Selon Peter Archuk, co-propriétaire d’Air Tindi, le problème des coûts élevés du transport aérien est surtout le coût des assurances. « Si je veux assurer mon enfant de 16 ans sur ma voiture, il y a des statistiques qui appuient les coûts qui y sont reliés », a-t-il mentionné, faisant savoir que les statistiques en terme de réclamation d’assurances pour les compagnies aériennes n’appuient pas les coûts élevés qu’il a à payer. M. Archuk paie environ un million de dollars par année pour assurer ses 17 avions.
Au point de vue de la compétition, ce dernier ne se dit pas contre l’idée. Cependant, il ne faudrait pas la créer par simple nécessité. Faisant référence aux récentes créations de Air Jazz et de Air Tango, celui-ci a ironiquement proposé la création, en copropriété par First Air et Canadian North, d’une nouvelle ligne nommée Air Gigue.

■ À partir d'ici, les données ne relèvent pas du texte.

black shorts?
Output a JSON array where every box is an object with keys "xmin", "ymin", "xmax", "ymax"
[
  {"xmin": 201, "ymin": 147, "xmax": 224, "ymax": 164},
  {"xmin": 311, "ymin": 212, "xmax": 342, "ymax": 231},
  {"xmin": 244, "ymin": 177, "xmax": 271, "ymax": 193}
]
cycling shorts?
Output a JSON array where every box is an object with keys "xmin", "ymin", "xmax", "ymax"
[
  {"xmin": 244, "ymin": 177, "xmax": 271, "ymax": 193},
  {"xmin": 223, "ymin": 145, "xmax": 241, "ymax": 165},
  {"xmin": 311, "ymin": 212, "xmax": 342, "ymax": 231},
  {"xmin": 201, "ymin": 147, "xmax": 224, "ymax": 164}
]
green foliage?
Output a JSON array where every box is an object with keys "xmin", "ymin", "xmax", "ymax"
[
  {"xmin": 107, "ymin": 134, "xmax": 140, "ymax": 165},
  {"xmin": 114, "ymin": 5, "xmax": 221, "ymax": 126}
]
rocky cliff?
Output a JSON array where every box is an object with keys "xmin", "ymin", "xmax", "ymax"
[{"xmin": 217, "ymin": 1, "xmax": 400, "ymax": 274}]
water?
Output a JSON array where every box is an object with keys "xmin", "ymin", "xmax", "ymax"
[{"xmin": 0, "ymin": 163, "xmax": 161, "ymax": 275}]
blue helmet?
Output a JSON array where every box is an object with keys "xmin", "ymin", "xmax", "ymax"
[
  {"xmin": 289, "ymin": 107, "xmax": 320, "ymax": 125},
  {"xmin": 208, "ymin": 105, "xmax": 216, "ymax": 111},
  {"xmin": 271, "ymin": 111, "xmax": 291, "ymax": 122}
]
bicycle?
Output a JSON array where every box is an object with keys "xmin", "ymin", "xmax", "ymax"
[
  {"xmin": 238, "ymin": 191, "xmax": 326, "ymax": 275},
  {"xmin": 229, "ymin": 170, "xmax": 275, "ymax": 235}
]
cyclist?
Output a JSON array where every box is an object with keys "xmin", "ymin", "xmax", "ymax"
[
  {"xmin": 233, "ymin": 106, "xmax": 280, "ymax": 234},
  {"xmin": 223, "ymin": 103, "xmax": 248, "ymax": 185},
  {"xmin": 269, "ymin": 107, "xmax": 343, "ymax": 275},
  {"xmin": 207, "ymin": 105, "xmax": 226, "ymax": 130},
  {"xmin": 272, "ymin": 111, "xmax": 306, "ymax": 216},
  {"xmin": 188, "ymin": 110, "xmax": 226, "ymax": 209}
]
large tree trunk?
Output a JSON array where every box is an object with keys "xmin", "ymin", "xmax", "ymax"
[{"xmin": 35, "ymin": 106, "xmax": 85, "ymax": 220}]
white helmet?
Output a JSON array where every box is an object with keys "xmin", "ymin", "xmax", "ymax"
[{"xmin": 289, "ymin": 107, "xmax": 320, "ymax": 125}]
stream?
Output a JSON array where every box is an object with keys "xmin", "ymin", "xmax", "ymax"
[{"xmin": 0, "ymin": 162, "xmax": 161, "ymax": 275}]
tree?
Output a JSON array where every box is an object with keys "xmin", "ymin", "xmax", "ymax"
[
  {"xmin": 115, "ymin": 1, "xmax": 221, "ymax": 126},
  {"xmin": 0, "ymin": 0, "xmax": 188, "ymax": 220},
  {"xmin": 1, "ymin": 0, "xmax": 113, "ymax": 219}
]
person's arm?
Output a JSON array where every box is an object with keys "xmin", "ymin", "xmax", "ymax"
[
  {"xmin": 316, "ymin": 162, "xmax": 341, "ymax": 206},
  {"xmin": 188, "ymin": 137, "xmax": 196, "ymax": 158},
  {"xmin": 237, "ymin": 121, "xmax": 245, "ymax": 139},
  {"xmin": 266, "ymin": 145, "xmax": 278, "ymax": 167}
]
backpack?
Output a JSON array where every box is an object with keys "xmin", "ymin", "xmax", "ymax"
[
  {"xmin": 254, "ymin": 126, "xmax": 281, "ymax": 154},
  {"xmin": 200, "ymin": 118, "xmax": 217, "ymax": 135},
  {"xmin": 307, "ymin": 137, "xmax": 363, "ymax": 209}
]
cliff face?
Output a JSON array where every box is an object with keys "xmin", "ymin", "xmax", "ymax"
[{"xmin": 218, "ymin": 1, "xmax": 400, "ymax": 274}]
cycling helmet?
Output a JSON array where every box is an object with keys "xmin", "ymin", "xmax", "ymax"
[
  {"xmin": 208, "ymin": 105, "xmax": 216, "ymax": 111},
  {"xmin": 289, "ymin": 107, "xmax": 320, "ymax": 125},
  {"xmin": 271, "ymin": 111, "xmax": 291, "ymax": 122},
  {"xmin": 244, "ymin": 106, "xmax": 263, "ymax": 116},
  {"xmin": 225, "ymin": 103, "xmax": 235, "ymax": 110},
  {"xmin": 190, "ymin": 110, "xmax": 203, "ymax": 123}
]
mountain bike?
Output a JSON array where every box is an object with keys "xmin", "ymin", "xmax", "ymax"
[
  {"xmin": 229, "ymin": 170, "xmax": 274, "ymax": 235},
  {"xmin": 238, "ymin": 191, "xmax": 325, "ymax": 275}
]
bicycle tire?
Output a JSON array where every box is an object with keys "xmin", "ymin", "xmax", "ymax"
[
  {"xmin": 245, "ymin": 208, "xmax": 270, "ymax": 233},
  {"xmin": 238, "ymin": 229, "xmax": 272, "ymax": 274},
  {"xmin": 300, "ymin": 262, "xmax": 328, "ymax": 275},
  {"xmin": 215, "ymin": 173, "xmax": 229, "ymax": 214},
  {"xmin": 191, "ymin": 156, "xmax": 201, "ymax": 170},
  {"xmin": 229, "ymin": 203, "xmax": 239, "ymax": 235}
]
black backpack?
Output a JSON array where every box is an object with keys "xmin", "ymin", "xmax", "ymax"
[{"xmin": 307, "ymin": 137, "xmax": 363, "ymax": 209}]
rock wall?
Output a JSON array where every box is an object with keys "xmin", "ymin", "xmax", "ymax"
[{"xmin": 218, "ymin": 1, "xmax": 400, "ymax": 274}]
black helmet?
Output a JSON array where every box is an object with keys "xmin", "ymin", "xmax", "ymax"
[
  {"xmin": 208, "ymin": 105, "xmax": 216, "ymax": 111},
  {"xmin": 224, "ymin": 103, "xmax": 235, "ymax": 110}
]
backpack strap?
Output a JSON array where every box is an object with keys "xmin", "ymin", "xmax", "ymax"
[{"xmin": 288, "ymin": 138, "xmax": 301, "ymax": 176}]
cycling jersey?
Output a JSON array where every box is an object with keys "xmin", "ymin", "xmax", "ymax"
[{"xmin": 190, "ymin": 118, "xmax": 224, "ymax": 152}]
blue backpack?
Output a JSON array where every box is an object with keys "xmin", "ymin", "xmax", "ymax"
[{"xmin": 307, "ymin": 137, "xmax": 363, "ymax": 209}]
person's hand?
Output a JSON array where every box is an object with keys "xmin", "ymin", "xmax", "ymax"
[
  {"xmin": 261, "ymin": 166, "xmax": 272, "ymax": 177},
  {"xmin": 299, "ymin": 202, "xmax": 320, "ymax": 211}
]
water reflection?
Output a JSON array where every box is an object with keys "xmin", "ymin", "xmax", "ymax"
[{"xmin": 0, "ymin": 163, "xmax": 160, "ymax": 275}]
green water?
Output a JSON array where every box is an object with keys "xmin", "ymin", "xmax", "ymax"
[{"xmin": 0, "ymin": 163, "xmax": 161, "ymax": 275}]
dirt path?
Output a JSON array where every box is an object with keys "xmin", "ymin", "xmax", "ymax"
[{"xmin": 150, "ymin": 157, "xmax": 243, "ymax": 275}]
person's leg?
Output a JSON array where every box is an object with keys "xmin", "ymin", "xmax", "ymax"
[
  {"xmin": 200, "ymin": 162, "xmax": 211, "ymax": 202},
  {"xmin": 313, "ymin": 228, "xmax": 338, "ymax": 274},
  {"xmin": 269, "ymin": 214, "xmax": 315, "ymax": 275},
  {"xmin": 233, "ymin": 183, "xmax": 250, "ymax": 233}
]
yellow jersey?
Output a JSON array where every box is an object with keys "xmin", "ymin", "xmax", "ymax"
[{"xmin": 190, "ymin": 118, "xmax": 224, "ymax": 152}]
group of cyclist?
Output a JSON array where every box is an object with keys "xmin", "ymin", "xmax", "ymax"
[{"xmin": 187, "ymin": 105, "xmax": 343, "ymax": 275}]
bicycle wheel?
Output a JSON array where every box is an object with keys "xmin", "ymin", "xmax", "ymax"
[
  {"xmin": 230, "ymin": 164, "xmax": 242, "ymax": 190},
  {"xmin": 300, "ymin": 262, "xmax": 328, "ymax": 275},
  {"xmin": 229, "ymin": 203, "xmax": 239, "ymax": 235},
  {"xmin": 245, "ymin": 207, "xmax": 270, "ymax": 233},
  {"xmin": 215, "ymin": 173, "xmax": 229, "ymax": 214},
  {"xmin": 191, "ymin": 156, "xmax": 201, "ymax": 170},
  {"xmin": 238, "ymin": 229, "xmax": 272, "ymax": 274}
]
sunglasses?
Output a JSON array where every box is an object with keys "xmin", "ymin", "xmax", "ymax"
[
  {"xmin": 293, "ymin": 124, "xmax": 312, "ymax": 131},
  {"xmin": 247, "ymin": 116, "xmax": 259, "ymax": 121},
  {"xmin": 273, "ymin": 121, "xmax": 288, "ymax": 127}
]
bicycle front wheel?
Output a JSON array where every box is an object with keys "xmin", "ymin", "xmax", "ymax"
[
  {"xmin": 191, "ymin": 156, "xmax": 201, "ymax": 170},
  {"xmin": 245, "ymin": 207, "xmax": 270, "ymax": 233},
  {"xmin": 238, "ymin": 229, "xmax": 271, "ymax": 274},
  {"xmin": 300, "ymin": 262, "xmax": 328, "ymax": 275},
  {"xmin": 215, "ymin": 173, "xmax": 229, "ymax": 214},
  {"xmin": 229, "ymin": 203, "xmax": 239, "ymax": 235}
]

En fait, pour plusieurs intervenants de l’aviation et de la politique aux Territoires du Nord-Ouest, le Nord ressort souvent perdant de l’ouverture à la compétition. « Puisqu’il n’y a pas de règle ou de commission, on perd toujours un peu », de faire savoir Peter Neugebauer, directeur du développement économique à la ville de Yellowknife. Tout comme d’autres intervenants, celui-ci craint les compagnies aériennes qui établiraient des liens vers le Sud pour une courte période de temps, mais qui causeraient du dommage aux deux compagnies offrant déjà le service.
Quant à la déréglementation des services aériens, les opinions sont partagées. Certaines personnes voudraient un retour de l’implication fédérale ou un statut particulier pour le Nord. Cependant, même dans le Sud, les situations varient d’une région canadienne à l’autre, de faire savoir Debra Ward. « Sur la Côte-Nord, au Québec, il n’y a pas de service du tout. Dans les Maritimes, ou sur l’Île de Vancouver, la situation est encore différente », cite-t-elle en exemple.
Pour le sous-ministre aux Transports, Peter Vician, dans le Nord, les voyages aériens « ne sont pas un luxe, mais une nécessité ». Ce dernier a profité de l’occasion qui lui était offerte pour dénoncer le financement au prorata des infrastructures aéroportuaires. « Nous avons une bonne relation avec NAV Canada, mais nous composons avec un processus de déficit, spécialement,dans les petits aéroports », a-t-il mentionné. NAV Canada est l’organisme sans but lucratif chargé, par le gouvernement fédéral, de gérer le système de transport aérien au Canada. Parmi ses mandats, NAV Canada doit fournir et entretenir des systèmes d’approches électroniques. Quant à l’entretien des infrastructure aéroportuaires, il revient, dans plusieurs cas, au gouvernement territorial.
Du côté d’Air Canada, qui éprouve des difficultés financières, les gens autour de la table ont exprimé leur mécontentement face aux prix demandés et aux services offerts. Selon Mme Ward, « Les gens pensent à ce qui était impensable. Les gens imaginent des scénarios et les communautés locales considèrent qu’elles sont les mieux placées pour comprendre leurs propres problèmes. Ce n’est plus une question de drapeau ou de nationalisme. C’est une question de besoins de services ».
Dans le rapport qu’elle remettra au ministre Collenette en juillet, Mme Ward devra trouver des pistes de réponses pour plusieurs questions. « Est-ce qu’en tant que Canadiens, nous pouvons permettre à Air Canada d’échouer et, ensuite de regarder ce qui se passe ? Comment marier le besoin de compétition avec les besoins de compagnies durables?», s’interroge-t-elle.
Bien qu’il n’en ait pas été question lors de la rencontre du 10 juin, Debra Ward s’est avancée sur le sujet des langues officielles sur les vols d’Air Canada. « C’est un autre problème pour Air Canada. Il faut que la compagnie soit en comformité avec la Loi. On m’a dit qu’il y avait des changements, mais les clients me disent que ce n’est pas encore au niveau de ce que ça devrait être. Air Canada a un plan dont j’ignore le contenu pour améliorer la situation », a-t-elle mentionné, ajoutant que le paragraphe sur le sujet sera simple dans son rapport. « Il faut absolument offrir les services en anglais et en français, partout au Canada. C’est la Loi! ».
Après avoir consulté le document préparé par Mme Ward, le ministre Collenette aura le loisir de le rendre public quand bon lui semblera. « Quant vous êtes un citoyen et non un officiel, c’est au plaisir du gouvernement de décider ce qu’il fera du rapport. J’espère que le gouvernement prendra les recommandations de la population en considération et s’il ne le fait pas, il aura ses raisons », a-t-elle lancé.